Rocky, are you sure you haven't been sampling along with labeling


----------



## Jeff180 (Jun 21, 2013)

jamesngalveston said:


> lol, who would drink a wine with a crooked label...you go rocky.



But the label straightens out when you take a swig 

I use Avery 05453 labels for bottles I give away. I can fit a logo and wine name on the front. Then I cut them in half for some text on the back. They remove a little easier than commercial labels, but I still need to soak the bottles and use a razor blade to get it clean.


----------



## Noontime (Jun 21, 2013)

Our most popular label size is 3.3" x 4" with a back label of 2.6" x 3.5. A tall 3" x 5" would be the next popular, and the large 4" x 6" are quite popular as well with the bigger, special wines.

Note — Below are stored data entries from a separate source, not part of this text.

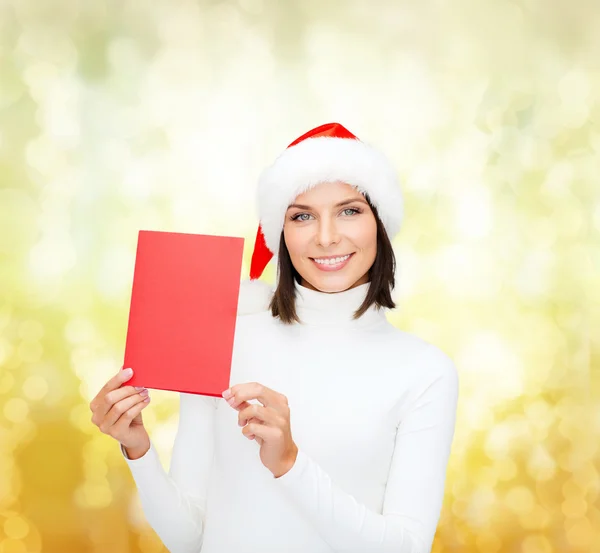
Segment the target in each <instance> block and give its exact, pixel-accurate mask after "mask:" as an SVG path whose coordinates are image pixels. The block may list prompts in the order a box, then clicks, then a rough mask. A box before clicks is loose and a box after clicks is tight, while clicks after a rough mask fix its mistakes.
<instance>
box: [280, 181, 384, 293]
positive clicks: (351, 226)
mask: <svg viewBox="0 0 600 553" xmlns="http://www.w3.org/2000/svg"><path fill="white" fill-rule="evenodd" d="M342 204H343V205H342ZM283 234H284V238H285V243H286V246H287V249H288V251H289V252H290V257H291V260H292V264H293V265H294V267H295V268H296V270H297V271H298V273H300V276H301V277H302V278H301V281H300V284H302V286H305V287H307V288H310V289H312V290H319V291H321V292H342V291H344V290H347V289H349V288H354V287H355V286H359V285H360V284H365V283H367V282H369V275H368V271H369V269H370V268H371V266H372V265H373V262H374V261H375V256H376V254H377V223H376V221H375V215H374V214H373V211H371V208H370V207H369V204H368V203H367V201H366V200H365V198H364V196H363V195H362V194H361V193H360V192H358V191H357V190H356V189H355V188H354V187H352V186H350V185H349V184H346V183H342V182H327V183H322V184H319V185H317V186H315V187H314V188H312V189H310V190H308V191H307V192H304V193H303V194H300V195H299V196H297V197H296V199H295V200H294V202H293V204H292V205H290V207H288V209H287V211H286V214H285V222H284V225H283ZM347 255H350V257H349V258H347V259H346V258H345V256H347ZM332 257H333V258H336V257H338V258H339V257H344V259H342V260H339V259H337V260H335V261H333V260H331V263H323V261H324V260H325V259H326V258H332ZM315 260H316V261H315Z"/></svg>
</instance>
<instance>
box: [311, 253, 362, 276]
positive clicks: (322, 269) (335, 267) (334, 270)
mask: <svg viewBox="0 0 600 553" xmlns="http://www.w3.org/2000/svg"><path fill="white" fill-rule="evenodd" d="M335 257H343V256H335ZM335 257H334V258H335ZM353 257H354V252H352V253H351V254H350V256H349V257H348V259H346V260H345V261H342V262H340V263H335V264H333V263H332V264H330V263H317V262H316V261H315V260H314V258H312V257H310V258H309V259H310V260H311V261H312V262H313V263H314V265H315V267H317V268H318V269H319V270H320V271H340V270H341V269H343V268H344V267H345V266H346V265H347V264H348V263H349V262H350V260H351V259H352V258H353ZM321 259H323V258H321ZM325 259H327V258H325Z"/></svg>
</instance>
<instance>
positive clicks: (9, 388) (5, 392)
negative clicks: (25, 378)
mask: <svg viewBox="0 0 600 553" xmlns="http://www.w3.org/2000/svg"><path fill="white" fill-rule="evenodd" d="M14 384H15V377H14V376H13V375H12V373H10V372H7V371H4V372H3V373H0V394H7V393H8V392H10V391H11V390H12V387H13V386H14Z"/></svg>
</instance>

From a design perspective, the size really doesn't matter as long as it matches the content of the label. You can have a giant label with a simple graphic and text like Charles Smith (love those labels), or have a smaller label densely packed like some traditional French wines. With back labels they should be visually smaller than the front label.

I don't label bottles that we will be drinking at home either... and I own a wine label company!  But if anyone else will be seeing my wines, they definitely get a label.


----------



## jamesngalveston (Jun 21, 2013)

thanks David, appreciate the info.


----------